La séance législative consacrée hier, mardi 27 janvier au Parlement, à l’adoption en deuxième lecture du projet de loi N°59.21 relatif à l’enseignement scolaire, a été caractérisée par l’absence remarquée dans l’hémicycle de 330 députés (sur les 395 élus que compte la première Chambre).
Le sort législatif du projet n’a donc été décidé que par 65 députés, dont 45 ont voté en faveur du texte et 20 contre, sans qu’aucune abstention n’ait été enregistrée.
«Ce projet a été transmis par la Chambre des Conseillers après modification de plusieurs articles, en vue d’améliorer la rédaction juridique de certaines dispositions et d’ajouter des paragraphes et des formulations afin de renforcer le contenu de nombreux articles», relaie Assabah de ce jeudi 29 janvier.

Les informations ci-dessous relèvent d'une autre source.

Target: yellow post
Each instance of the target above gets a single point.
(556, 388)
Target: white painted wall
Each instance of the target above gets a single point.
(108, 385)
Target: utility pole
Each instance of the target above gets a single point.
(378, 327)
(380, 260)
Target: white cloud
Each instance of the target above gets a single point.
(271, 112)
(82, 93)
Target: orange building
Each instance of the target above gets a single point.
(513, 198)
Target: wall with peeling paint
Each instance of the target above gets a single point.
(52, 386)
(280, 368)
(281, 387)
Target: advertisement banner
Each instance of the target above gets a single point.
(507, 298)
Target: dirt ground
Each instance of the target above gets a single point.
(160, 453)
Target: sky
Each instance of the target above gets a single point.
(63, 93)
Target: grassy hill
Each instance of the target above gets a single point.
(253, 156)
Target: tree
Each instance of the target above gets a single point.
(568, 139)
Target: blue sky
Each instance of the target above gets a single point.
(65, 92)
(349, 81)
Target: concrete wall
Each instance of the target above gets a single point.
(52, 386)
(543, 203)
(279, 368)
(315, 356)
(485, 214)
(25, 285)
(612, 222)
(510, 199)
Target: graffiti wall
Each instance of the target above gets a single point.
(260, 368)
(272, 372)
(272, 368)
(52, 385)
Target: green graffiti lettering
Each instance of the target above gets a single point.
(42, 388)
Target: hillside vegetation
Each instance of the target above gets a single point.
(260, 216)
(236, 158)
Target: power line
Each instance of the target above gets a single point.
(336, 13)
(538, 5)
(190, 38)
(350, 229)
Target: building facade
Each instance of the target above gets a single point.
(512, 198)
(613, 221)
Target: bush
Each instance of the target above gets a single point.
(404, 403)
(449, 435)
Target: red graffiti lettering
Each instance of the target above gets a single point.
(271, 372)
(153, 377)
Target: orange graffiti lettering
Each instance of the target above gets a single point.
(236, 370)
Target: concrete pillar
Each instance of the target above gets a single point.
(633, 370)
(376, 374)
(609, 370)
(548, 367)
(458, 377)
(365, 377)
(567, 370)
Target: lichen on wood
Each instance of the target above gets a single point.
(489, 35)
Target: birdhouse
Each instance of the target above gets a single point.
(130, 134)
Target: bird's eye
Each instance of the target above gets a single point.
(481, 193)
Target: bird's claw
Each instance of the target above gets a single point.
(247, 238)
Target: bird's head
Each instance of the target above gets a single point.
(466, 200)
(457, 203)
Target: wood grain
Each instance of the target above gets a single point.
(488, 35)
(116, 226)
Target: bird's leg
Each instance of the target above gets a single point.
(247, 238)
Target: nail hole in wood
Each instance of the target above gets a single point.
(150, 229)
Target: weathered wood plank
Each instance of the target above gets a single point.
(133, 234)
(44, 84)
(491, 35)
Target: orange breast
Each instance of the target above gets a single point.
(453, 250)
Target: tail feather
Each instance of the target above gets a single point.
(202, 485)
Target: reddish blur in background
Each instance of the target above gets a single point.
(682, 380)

Le projet de loi N°59.21 relatif à l’enseignement scolaire vise «à encadrer le fonctionnement de l’enseignement scolaire pour les années à venir et à fonder une nouvelle école marocaine dans ses fonctions, ses finalités, ses interactions et son modèle pédagogique», a déclaré à cette occasion Mohamed Saad Berrada, ministre de l’Éducation nationale, du Préscolaire et des Sports.
Pour le ministre, «ce projet constitue un nouveau pacte entre la Nation et son école, faisant de l’éducation un projet sociétal et un bien commun au service d’une école de qualité pour tous».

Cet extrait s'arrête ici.